MotoGP, Graziano Rossi: “Valentino… corri altri due anni!”

Graziano Rossi (Getty Images)
Graziano Rossi ©(Getty Images)

Graziano Rossi, il papà di Valentino, parla della vita e della carriera di suo figlio che il 16 febbraio compirà 37 anni: “Vorrei avere una bacchetta magica e tornare indietro di almeno 20 anni”, ha detto ai microfoni de ‘La Gazzetta dello Sport’.

Per Valentino Rossi si avvicina una settimana importante: martedì festeggerà il suo 37° compleanno, mercoledì ritorna in pista insieme agli altri piloti per la seconda sessione di test prestagionali. Dopo il finale beffa della scorsa stagione il Dottore tenta nuovamente l’assalto al decimo titolo iridato, ma dovrà fare i conti ancora una volta con il suo compagno di team Jorge Lorenzo che a Sepang ha dimostrato di essere imprendibile.

Saranno mesi decisivi quelli primaverili, dove il campione di Tavullia deciderà il suo futuro: proseguire con Yamaha per altri due anni oppure dire addio al suo mondo che lo ha reso leggenda, lasciando un vuoto malinconico in milioni di appassionati. “Mi darebbe gusto ricominciare tutto daccapo senza sapere cosa succede – ha detto Graziano Rossi al quotidiano rosa -. L’anno del primo Mondiale in 125, un momento che vorrei rivivere, complicato e indimenticabile, perché vincere quel titolo significava andare a correre con i veri piloti, dimostrare che non era stata una botta di fortuna”.

Il padre del Dottore racconta perchè 37 anni fa, insieme a mamma Stefania, decisero di chiamarlo Valentino: “Avevo un amico che si chiamava così, con cui a 17 anni facevamo cross nei campi. Un giorno avevamo appuntamento al mare, ma non ci siamo mai visti perché lui è affogato. Mi è rimasto il ricordo. E Valentino è un nome dolcissimo”.

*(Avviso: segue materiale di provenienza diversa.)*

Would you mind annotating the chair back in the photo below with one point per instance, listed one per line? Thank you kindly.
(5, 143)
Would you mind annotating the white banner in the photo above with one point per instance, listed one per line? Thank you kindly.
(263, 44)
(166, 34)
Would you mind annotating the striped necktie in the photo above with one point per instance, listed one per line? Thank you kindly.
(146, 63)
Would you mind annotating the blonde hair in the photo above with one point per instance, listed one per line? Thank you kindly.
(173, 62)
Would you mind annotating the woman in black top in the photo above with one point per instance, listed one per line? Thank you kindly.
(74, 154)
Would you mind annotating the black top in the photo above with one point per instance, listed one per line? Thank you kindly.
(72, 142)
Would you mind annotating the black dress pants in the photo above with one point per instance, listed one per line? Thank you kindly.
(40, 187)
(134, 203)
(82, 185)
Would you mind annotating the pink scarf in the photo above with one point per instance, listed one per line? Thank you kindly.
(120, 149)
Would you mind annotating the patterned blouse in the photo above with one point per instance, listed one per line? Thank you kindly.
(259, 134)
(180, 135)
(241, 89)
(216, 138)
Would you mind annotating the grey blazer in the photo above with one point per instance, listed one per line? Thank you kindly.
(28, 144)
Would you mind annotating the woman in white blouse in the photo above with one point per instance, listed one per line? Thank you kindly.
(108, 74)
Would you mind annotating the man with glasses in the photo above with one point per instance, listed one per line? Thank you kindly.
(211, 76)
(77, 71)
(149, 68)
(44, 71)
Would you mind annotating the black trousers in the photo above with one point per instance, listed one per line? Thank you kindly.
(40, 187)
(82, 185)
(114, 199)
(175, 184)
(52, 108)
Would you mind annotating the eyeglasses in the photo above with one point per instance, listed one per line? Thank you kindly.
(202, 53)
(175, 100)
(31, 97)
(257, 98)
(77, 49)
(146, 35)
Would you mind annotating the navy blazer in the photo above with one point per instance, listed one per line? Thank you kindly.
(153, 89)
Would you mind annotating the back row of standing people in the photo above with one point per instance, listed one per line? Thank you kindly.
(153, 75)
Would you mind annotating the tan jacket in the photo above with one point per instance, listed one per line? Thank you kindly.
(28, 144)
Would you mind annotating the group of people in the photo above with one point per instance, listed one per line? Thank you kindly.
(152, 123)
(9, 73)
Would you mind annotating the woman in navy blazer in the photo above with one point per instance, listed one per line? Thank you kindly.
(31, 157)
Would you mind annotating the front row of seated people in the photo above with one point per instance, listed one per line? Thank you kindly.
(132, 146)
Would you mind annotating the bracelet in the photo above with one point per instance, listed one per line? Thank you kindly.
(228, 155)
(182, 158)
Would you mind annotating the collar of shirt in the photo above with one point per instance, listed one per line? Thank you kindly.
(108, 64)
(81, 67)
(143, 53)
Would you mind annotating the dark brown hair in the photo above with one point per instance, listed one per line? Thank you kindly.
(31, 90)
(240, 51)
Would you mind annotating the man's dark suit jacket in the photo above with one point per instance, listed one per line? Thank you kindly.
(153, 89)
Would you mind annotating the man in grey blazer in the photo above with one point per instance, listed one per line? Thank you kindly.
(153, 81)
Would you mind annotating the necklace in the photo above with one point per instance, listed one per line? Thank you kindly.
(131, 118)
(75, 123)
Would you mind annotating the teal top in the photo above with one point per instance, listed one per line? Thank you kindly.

Adesso è tempo di pensare al Mondiale 2016, al futuro in MotoGP e oltre… “Ci vorranno 4-5 gare per capirlo, ma io spero che possa fare altri due anni”, ha aggiunto Graziano Rossi. E poi? “Ci sono questi ragazzini con cui si è inventato la VR46. Una cosa seria che lui potrà assolutamente fare. Ma dovrebbe, anzi, deve correre in automobile. Le 24 Ore più importanti, qualche rally, anche la Dakar, pur se molto faticosa”.